In recent years, more focus has been given to coastal compound flooding, caused by the co-occurrence of high tides, coastal storm surges, waves, precipitation, and/or river discharge (Wahl et al. 2015). Storm events, such as Hurricane Florence (2018), have highlighted the importance of compound events and the need to include all relevant drivers of flooding to assess local and regional coastal flood risk. Hurricane Florence resulted in large amounts of rainfall in North and South Carolina. For example, locally, Swansboro and Elizabethtown, N.C., recorded close to 90 cm (Callaghan 2020) of rain. Rainfall together with other drivers resulted in a large compound flood zone in the low-lying coastal zone where ocean, precipitation, and river discharge were all of importance (Ye et al. 2021). However, a priori, the relative contribution of each physical driver to the flooding is often unknown. Whereas flooding hazards from each physical process may be realized, quantifying hazards due to the combination of two or more processes is difficult due to a large number of possible combinations and non-linear physical interactions (e.g., Huang et al. 2021). One solution is to apply multivariate extreme value theory, which requires dynamic downscaling of many events to define the critical region where flooding occurs. Ideally, all possible combinations need to be simulated by either the use of extensive computational resources or computationally efficient methods. Computationally efficient methods can be achieved by an acceleration of the direct simulations, developing a series of event reduction techniques, or by a combination of the two, for example, through hybrid downscaling (Bakker et al. 2022).

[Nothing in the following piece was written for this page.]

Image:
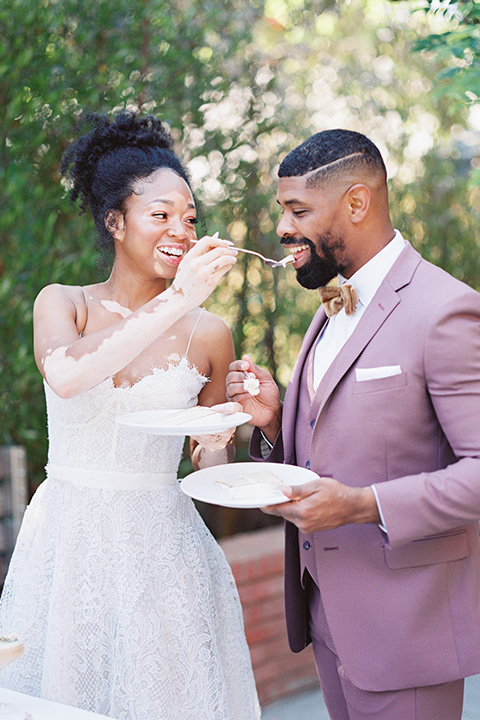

In addition to the general challenges of modeling compound flooding (Santiago-Collazo et al. 2019), estimating return periods (RPs) of TC-included flooding remains a significant obstacle. This challenge is related to two factors. First, TCs are poorly resolved in many synoptic-scale and global climate datasets used for meteorological forcing due to coarse spatial and temporal resolution, causing an underestimation in TC intensity (Roberts et al. 2020) and, consequently, storm surge and wave conditions (Murakami and Sugi 2010). Second, the limited record length of available meteorological forcing data, in combination with the low probability of TCs, means the number of TCs is too small to estimate RPs robustly (e.g., Lin and Emanuel 2016; Leijnse et al. 2022). In flood risk assessment, it is possible to overcome some of these limitations via synthetic emulation of TC tracks (e.g., Vickery et al. 2000; Bloemendaal et al. 2020; Nederhoff et al. 2021a, b) or other statistical techniques such as the joint probability method (JPM; Resio and Irish 2015; Gonzalez et al. 2019; Nadal-Caraballo et al. 2022). Still, these approaches suffer from parameterizations of key physics (e.g., land–sea interactions or sea water temperature) and are based on datasets with limited temporal length. Alternatives could be the pseudo-global warming approach (Jyoteeshkumar Reddy et al. 2021) or the full dynamical approach (Mori and Takemi 2016) which is only available to a few nationwide research centers with very high computing capacity (Mori et al. 2021).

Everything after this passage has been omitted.